Chacun d’eux, dans sa sphère d’action, a commis des erreurs et des fautes, surtout quand l’intérêt électoral ou les exigences de parti se trouvaient en jeu. Hamilton remarquait, il y a cent ans déjà, qu’aucun pacha d’Orient ne compte autant d’adulateurs et d’esclaves que le peuple souverain dans les démocraties libres. Plus d’un président des États-Unis a justifié cette critique. Jefferson n’était pas éloigné d’ériger en dogme l’infaillibilité populaire. Nul n’ignore combien Jackson recherchait la faveur des foules. Madison ne fut-il pas accusé de pousser à la guerre contre la Grande-Bretagne afin d’assurer sa réélection ? Tyler mérita un reproche analogue lors des difficultés avec le Mexique à propos de l’annexion du Texas. En revanche, l’histoire américaine s’honore d’exemples très différens. Washington, tout le premier, sauva le pays de ses propres entraînemens et sut maintenir la paix en résistant aux passions déchaînées qui réclamaient un changement de politique envers l’Angleterre. Naguère encore, dans son adresse d’inauguration, le président Garfield parlait au peuple un langage honnête et viril, sans hésiter à lui dire de rudes vérités : « Un mauvais gouvernement local est un mal dont personne ne conteste la gravité. Mais violer la liberté et la sainteté du suffrage est plus qu’un mal : c’est un crime qui finirait par détruire le gouvernement même… Nous n’avons pas d’instrument de mesure pour apprécier l’étendue des désastres qui peuvent fondre sur nous par suite de l’ignorance et du vice des citoyens, s’ajoutant à la corruption et à la fraude électorales… Si la génération qui nous suit se laisse aveugler par l’ignorance et corrompre par le vice, la chute de la république est certaine et sans remède[1]. »

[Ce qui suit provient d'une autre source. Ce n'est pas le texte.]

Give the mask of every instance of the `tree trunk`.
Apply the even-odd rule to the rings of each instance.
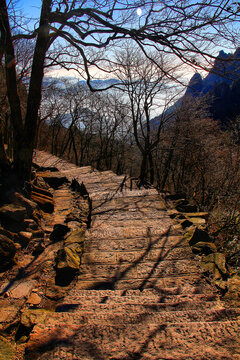
[[[152,157],[151,151],[148,153],[148,161],[149,161],[149,168],[150,168],[150,183],[153,185],[155,173],[154,173],[154,164],[153,164],[153,157]]]
[[[49,46],[49,15],[52,0],[43,0],[37,36],[24,126],[24,146],[21,149],[20,164],[25,179],[30,178],[32,154],[35,146],[38,110],[41,102],[44,61]]]
[[[23,145],[23,122],[20,99],[17,91],[16,63],[11,29],[9,25],[8,11],[5,0],[0,0],[0,30],[1,47],[5,53],[5,73],[7,96],[10,106],[10,121],[13,128],[13,157],[14,165],[20,156]],[[19,173],[19,172],[18,172]]]
[[[141,163],[141,170],[140,170],[140,185],[144,184],[147,177],[147,154],[142,154],[142,163]]]

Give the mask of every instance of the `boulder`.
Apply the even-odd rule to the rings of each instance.
[[[15,253],[14,242],[0,234],[0,271],[5,271],[14,264]]]
[[[26,298],[29,296],[36,284],[36,280],[25,280],[23,282],[19,281],[13,288],[11,288],[10,297],[13,299]]]

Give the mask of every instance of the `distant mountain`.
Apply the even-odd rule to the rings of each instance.
[[[223,125],[240,114],[240,48],[234,54],[221,50],[208,75],[202,78],[199,73],[195,73],[183,97],[166,113],[174,114],[174,109],[191,97],[204,98],[209,116]],[[156,117],[152,120],[153,126],[157,126],[159,119]]]
[[[215,63],[202,79],[196,73],[191,78],[184,101],[189,97],[205,97],[209,115],[222,124],[240,113],[240,49],[234,54],[220,51]]]
[[[120,81],[118,79],[93,79],[91,80],[91,85],[95,89],[104,89],[108,86],[116,85],[119,82]],[[54,85],[59,89],[65,89],[66,83],[70,84],[71,86],[76,86],[76,85],[87,86],[86,80],[79,80],[78,78],[74,78],[74,77],[56,78],[56,77],[46,76],[43,79],[44,87]]]

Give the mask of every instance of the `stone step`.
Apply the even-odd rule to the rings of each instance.
[[[218,306],[219,307],[219,306]],[[185,322],[212,322],[240,320],[240,309],[187,309],[167,311],[162,304],[63,304],[57,307],[57,313],[66,315],[65,321],[78,321],[79,324],[124,325],[124,324],[170,324]],[[51,315],[58,321],[57,315]]]
[[[92,211],[92,224],[95,221],[95,219],[99,222],[106,222],[109,223],[115,223],[119,222],[122,226],[122,223],[128,222],[128,221],[162,221],[162,219],[165,219],[167,214],[165,212],[160,212],[158,210],[151,210],[149,211],[148,208],[143,208],[141,210],[134,210],[134,211],[125,211],[124,209],[119,210],[93,210]]]
[[[196,262],[190,259],[161,260],[145,262],[142,256],[135,263],[85,263],[79,270],[79,276],[84,279],[122,279],[122,278],[147,278],[171,275],[192,274],[199,269]]]
[[[116,304],[117,303],[117,304]],[[116,298],[116,299],[108,299],[107,296],[105,297],[96,297],[92,299],[92,297],[85,297],[85,298],[67,298],[64,302],[59,303],[56,308],[57,312],[80,312],[82,315],[87,313],[95,313],[98,312],[99,316],[102,316],[104,313],[105,315],[108,314],[109,311],[115,311],[117,314],[121,314],[124,316],[129,317],[129,313],[126,315],[123,313],[123,310],[126,312],[131,312],[131,314],[146,314],[151,313],[152,315],[161,313],[161,316],[164,316],[164,312],[175,313],[179,311],[199,311],[199,308],[203,309],[202,311],[216,311],[218,312],[219,316],[222,312],[226,310],[225,307],[219,301],[206,301],[205,299],[197,299],[197,298],[188,298],[188,299],[181,299],[181,298],[174,298],[174,297],[167,297],[163,296],[162,299],[159,297],[158,302],[154,302],[153,299],[135,299],[135,298]],[[147,311],[149,309],[149,311]],[[233,309],[231,309],[232,311]],[[227,310],[226,310],[227,311]],[[231,313],[230,311],[230,313]],[[233,314],[233,312],[232,312]],[[239,318],[240,309],[238,310],[238,315],[234,312],[235,318]],[[179,316],[183,314],[179,313]],[[190,314],[193,316],[194,314]],[[158,316],[158,315],[157,315]],[[200,316],[200,315],[199,315]],[[208,314],[209,316],[209,314]],[[210,317],[209,317],[210,318]],[[128,321],[128,320],[126,320]],[[208,321],[208,320],[206,320]]]
[[[154,219],[154,218],[142,218],[142,219],[112,219],[109,218],[107,224],[106,224],[106,220],[101,219],[101,217],[97,217],[94,218],[92,220],[92,227],[95,227],[96,229],[98,229],[99,231],[102,231],[106,229],[106,227],[108,229],[111,230],[111,228],[136,228],[137,230],[139,229],[152,229],[152,228],[157,228],[162,226],[163,223],[166,223],[168,226],[172,223],[171,221],[169,221],[169,217],[165,214],[161,214],[161,219]]]
[[[185,275],[146,277],[146,278],[121,278],[121,279],[85,279],[78,277],[75,285],[77,290],[130,290],[130,289],[172,289],[176,294],[212,294],[213,287],[199,272]],[[216,290],[215,290],[216,291]]]
[[[134,239],[143,238],[151,239],[152,237],[164,237],[179,235],[180,227],[174,226],[171,220],[166,219],[164,222],[160,222],[157,227],[145,226],[137,228],[136,226],[122,227],[111,226],[108,224],[102,224],[101,229],[91,228],[90,233],[93,239]]]
[[[88,188],[88,182],[85,182],[86,188]],[[101,187],[100,187],[101,189]],[[157,198],[159,198],[158,192],[155,189],[133,189],[133,190],[128,190],[128,189],[124,189],[123,191],[118,191],[117,193],[114,191],[99,191],[100,189],[96,189],[96,192],[92,192],[91,193],[91,198],[94,201],[106,201],[109,199],[118,199],[118,198],[140,198],[143,201],[144,197],[147,196],[155,196],[155,200],[157,200]],[[140,200],[140,199],[139,199]]]
[[[238,321],[109,326],[81,324],[74,315],[54,314],[47,323],[35,326],[27,348],[29,357],[25,359],[32,359],[34,351],[39,351],[40,360],[239,359]]]
[[[187,304],[194,306],[198,304],[210,306],[222,306],[222,302],[217,300],[216,294],[177,294],[177,289],[167,288],[161,291],[153,289],[140,290],[81,290],[73,289],[64,298],[63,303],[112,303],[117,304]]]
[[[188,256],[190,260],[196,258],[189,246],[181,246],[175,249],[162,247],[159,249],[150,248],[132,251],[101,250],[101,252],[87,252],[85,248],[81,264],[120,264],[123,262],[137,263],[140,260],[143,260],[145,262],[156,262],[162,260],[177,261],[186,259],[186,256]]]
[[[148,235],[148,234],[147,234]],[[92,231],[87,231],[85,234],[85,244],[84,251],[85,252],[97,252],[97,251],[139,251],[143,250],[149,252],[152,249],[166,249],[166,251],[171,251],[171,249],[176,249],[182,246],[188,246],[186,241],[182,238],[182,236],[172,236],[167,233],[162,236],[145,236],[138,238],[128,239],[124,238],[116,238],[116,239],[108,239],[108,238],[100,238],[96,240],[93,236]]]
[[[133,191],[128,191],[128,197],[123,196],[122,192],[113,195],[106,197],[106,201],[94,200],[93,211],[97,212],[99,208],[101,208],[101,211],[112,210],[114,212],[118,212],[121,209],[125,211],[137,211],[140,209],[148,210],[148,212],[151,210],[166,211],[166,205],[159,195],[143,196],[141,193],[134,195]]]

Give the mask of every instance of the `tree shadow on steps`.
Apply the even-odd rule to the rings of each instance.
[[[148,271],[148,273],[146,274],[146,276],[144,277],[144,279],[142,279],[141,284],[136,285],[135,289],[138,289],[140,291],[142,291],[145,287],[147,287],[147,285],[149,284],[149,281],[152,281],[152,277],[154,275],[154,272],[156,271],[156,269],[158,268],[159,264],[166,260],[166,258],[168,257],[168,255],[176,248],[180,247],[182,245],[182,242],[184,241],[182,238],[180,240],[178,240],[177,242],[175,242],[174,245],[170,246],[169,244],[169,236],[171,234],[171,230],[172,230],[172,226],[170,226],[168,228],[168,230],[162,234],[160,237],[153,239],[152,235],[151,235],[151,229],[148,227],[147,228],[147,239],[148,239],[148,245],[147,247],[144,249],[143,253],[132,263],[129,263],[129,265],[125,266],[123,269],[122,265],[124,264],[123,261],[119,261],[118,263],[118,267],[115,270],[115,273],[113,276],[110,276],[108,279],[106,279],[105,281],[101,281],[101,282],[97,282],[94,284],[92,289],[95,290],[115,290],[118,287],[118,283],[124,279],[126,279],[128,273],[136,268],[139,264],[141,264],[142,262],[144,262],[145,260],[147,260],[148,255],[150,254],[150,252],[155,249],[155,251],[158,251],[158,255],[155,261],[152,261],[152,267],[151,269]],[[159,246],[159,248],[157,248],[157,245],[161,243],[161,246]],[[161,278],[161,274],[158,275],[158,278]],[[148,286],[149,287],[149,286]],[[152,286],[153,287],[153,286]],[[127,291],[127,290],[126,290]],[[161,289],[158,288],[158,291],[160,292]],[[124,293],[123,293],[124,295]]]

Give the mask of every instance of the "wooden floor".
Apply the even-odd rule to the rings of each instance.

Récemment. M. Cleveland refusa d’employer l’énorme excédent budgétaire provenant des recettes de la douane à augmenter inutilement le chiffre des dépenses fédérales ou le nombre des fonctionnaires de l’Union. Il ne consentit pas davantage à le répartir entre les États particuliers sous la forme de vastes travaux publics. Pourtant l’élection présidentielle approchait, et M. Cleveland était candidat. Les fermes paroles de son successeur, M. Harrison, dans le message inaugural du i mars dernier, ont montré que l’exécutif, en passant d’un parti à l’autre, ne changeait pas de principes. « Le devoir des citoyens est d’obéir aux lois ; celui du gouvernement,

  1. Appleton’s Cyclopœdia, 1881.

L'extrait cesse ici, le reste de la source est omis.